- Population: 5,421 (2011 census)
- Principal area: Neath Port Talbot;
- Preserved county: West Glamorgan;
- Country: Wales
- Sovereign state: United Kingdom
- UK Parliament: Neath;
- Senedd Cymru – Welsh Parliament: Neath;
- Councillors: Linet Purcell (Plaid Cymru); Anthony John Richards (Plaid Cymru);

= Pontardawe (electoral ward) =

Pontardawe is an electoral ward of Neath Port Talbot county borough, Wales. It is a division of the Pontardawe community and falls within the parliamentary constituency of Neath.

The greater part of the geographical area of the ward is made up of mountainous grassland and open moorland with a scattering of farms. However, the majority of the population is concentrated in the town of Pontardawe in the south of the ward.

In clockwise order the ward is bounded
- to the north by the wards of Glanamman (in Carmarthenshire), Gwaun-Cae-Gurwen, and Cwmllynfell
- to the east by the wards of Ystalyfera and Godre'r Graig
- to the southeast by the ward of Rhos
- to the south by the wards of Alltwen and Trebanos
- to the west by the wards of Clydach and Mawr (both in Swansea)

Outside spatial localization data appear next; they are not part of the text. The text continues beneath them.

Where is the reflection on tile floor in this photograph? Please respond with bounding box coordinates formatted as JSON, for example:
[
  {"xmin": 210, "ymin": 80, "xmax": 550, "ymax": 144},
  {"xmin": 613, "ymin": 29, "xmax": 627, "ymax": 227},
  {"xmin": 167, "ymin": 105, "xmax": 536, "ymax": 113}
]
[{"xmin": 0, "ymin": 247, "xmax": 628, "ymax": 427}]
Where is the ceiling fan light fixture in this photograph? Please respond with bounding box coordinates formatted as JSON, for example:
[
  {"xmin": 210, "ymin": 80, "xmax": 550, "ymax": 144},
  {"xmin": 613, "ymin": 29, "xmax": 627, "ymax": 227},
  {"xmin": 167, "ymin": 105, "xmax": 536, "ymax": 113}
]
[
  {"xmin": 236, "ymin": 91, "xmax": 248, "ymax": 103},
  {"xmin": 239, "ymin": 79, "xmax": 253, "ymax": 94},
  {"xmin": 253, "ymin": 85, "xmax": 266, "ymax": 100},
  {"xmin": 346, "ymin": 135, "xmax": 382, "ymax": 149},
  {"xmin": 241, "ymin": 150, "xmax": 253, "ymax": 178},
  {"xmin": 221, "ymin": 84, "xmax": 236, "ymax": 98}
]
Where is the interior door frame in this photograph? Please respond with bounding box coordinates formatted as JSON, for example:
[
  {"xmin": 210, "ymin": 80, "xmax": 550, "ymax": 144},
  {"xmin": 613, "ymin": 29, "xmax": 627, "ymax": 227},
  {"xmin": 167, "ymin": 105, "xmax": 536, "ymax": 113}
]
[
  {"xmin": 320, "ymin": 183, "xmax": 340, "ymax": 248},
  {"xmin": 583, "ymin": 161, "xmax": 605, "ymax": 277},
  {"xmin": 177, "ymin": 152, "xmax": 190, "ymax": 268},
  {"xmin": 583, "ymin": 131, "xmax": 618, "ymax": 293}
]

==Local council elections==
In the 2017 local council elections, the voter turnout was 44%. The results were:

| Candidate | Party | Votes | Status |
|---|---|---|---|
| Linet Purcell | Plaid Cymru | 992 | elected – Plaid Cymru hold |
| Anthony John Richards | Plaid Cymru | 635 | elected – Plaid Cymru gain |
| Vince Hotten | Labour | 622 |  |
| Mike James | Labour | 609 |  |
| Sascha Lopez | Conservative | 260 |  |
| Kieran Davies | Conservative | 233 |  |

==Key demographics==
- The Welsh language is widely used in the ward. Only 46.6% of residents aged over 3 have no knowledge of Welsh.
- There is a high standard of education in the ward. Only 41.6% of residents have no formal qualifications. 17.2% of residents have a higher qualification.
- 12.5% of the working population are senior managers and officials, 12.1% are in professional trades, and 13.3% are in associate professional and technical jobs.
- The top field of employment in Pontardawe is health and social care, with 16% of the population working in this sector.